Hiding in Full View is promoted as a collaboration between Alison Watt and poet Don Paterson, with a little help from the photographs of Francesca Woodman.
Paterson’s text is embossed on the Ingleby walls, interspersed with Watt’s monochrome paintings and a selection of Woodman’s images. Paterson’s opening line, ‘We don’t exist; we only dream we’re here. This means we never die. We disappear’, seems an unsubtle emphasis on Watt’s preoccupation with human presence and absence. However, other selections from his texts, such as ‘All rooms will hide you, if you stand just so. Ghosts know this. That’s really all they know’, manifest as an apt contribution to the surrounding works, and eloquent fragments of poetry in their own right.

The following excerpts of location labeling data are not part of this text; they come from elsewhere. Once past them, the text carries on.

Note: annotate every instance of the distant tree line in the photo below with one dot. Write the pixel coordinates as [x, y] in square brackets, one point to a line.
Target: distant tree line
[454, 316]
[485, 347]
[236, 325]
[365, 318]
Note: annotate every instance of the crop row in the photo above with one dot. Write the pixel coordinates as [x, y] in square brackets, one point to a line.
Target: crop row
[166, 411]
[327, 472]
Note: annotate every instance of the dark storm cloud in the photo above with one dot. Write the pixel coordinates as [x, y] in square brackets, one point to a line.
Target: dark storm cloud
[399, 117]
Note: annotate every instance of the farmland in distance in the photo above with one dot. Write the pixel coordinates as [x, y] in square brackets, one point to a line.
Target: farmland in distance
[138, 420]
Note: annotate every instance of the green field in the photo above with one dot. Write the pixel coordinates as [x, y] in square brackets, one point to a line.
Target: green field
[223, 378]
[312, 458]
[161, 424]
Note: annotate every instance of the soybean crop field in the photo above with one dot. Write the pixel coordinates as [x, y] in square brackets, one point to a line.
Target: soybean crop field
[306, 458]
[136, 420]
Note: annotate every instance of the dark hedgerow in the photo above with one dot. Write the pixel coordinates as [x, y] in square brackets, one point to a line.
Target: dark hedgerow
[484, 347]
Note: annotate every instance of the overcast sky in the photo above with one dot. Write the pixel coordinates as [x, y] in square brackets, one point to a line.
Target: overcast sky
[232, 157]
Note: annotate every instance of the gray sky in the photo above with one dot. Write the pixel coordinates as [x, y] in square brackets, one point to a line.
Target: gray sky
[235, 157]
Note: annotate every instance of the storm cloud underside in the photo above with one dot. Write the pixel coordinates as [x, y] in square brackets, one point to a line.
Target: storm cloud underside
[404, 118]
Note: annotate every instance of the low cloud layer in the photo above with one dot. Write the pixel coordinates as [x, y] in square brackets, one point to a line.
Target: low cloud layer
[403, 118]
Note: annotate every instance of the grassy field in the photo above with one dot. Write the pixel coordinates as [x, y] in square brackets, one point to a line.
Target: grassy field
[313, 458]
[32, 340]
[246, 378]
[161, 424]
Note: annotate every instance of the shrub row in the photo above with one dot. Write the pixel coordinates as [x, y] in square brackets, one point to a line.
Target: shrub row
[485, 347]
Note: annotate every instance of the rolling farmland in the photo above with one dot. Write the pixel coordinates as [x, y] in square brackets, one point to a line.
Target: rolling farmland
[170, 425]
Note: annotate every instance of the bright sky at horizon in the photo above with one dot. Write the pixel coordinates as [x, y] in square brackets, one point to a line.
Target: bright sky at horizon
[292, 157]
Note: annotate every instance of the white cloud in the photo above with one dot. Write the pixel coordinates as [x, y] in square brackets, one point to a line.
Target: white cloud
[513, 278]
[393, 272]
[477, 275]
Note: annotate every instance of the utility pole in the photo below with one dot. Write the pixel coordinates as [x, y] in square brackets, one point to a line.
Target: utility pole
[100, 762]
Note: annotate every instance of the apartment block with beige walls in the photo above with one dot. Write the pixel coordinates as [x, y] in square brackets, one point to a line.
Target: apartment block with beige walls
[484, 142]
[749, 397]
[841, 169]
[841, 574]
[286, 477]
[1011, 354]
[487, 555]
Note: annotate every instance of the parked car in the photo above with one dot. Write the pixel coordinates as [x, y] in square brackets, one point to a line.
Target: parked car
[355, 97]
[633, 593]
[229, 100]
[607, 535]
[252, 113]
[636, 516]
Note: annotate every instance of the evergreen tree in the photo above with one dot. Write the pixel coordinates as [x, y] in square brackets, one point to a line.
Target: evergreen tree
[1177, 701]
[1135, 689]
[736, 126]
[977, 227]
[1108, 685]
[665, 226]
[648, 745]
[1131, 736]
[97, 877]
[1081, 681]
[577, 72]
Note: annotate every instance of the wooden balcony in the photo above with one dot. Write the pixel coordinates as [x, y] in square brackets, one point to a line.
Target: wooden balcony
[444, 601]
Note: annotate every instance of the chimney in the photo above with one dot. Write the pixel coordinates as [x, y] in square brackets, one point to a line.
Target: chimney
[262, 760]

Since 1997, Watt has painted swathes of fabric, which elude to sexuality and the imprints and interstices of human contact. They are meticulously rendered, and rely upon a mimetic attitude towards representation. However, under closer inspection they reveal an almost clumsy nature; their exquisite qualities are displaced by the revelation of a primitive methodology. For a painter whose impact relies on a painstaking commitment to representation, it feels like a magic trick coming undone.
As a whole, the exhibition feels repetitive and laboured. Paterson’s texts are beguiling, but set aside Watt’s paintings, their potential quiet beauty becomes contrived. Similarly, while Watt’s paintings can be serene in the right environment, here their repetition results in a sense of vapidity. Woodman’s photography only seems to aggravate this, as an irrelevant contribution to an already overworked idea. There are hints of subtle intimacy within the collaborations, but they are drowned out by the awkward shouting of an exhibition that wants to be very quiet.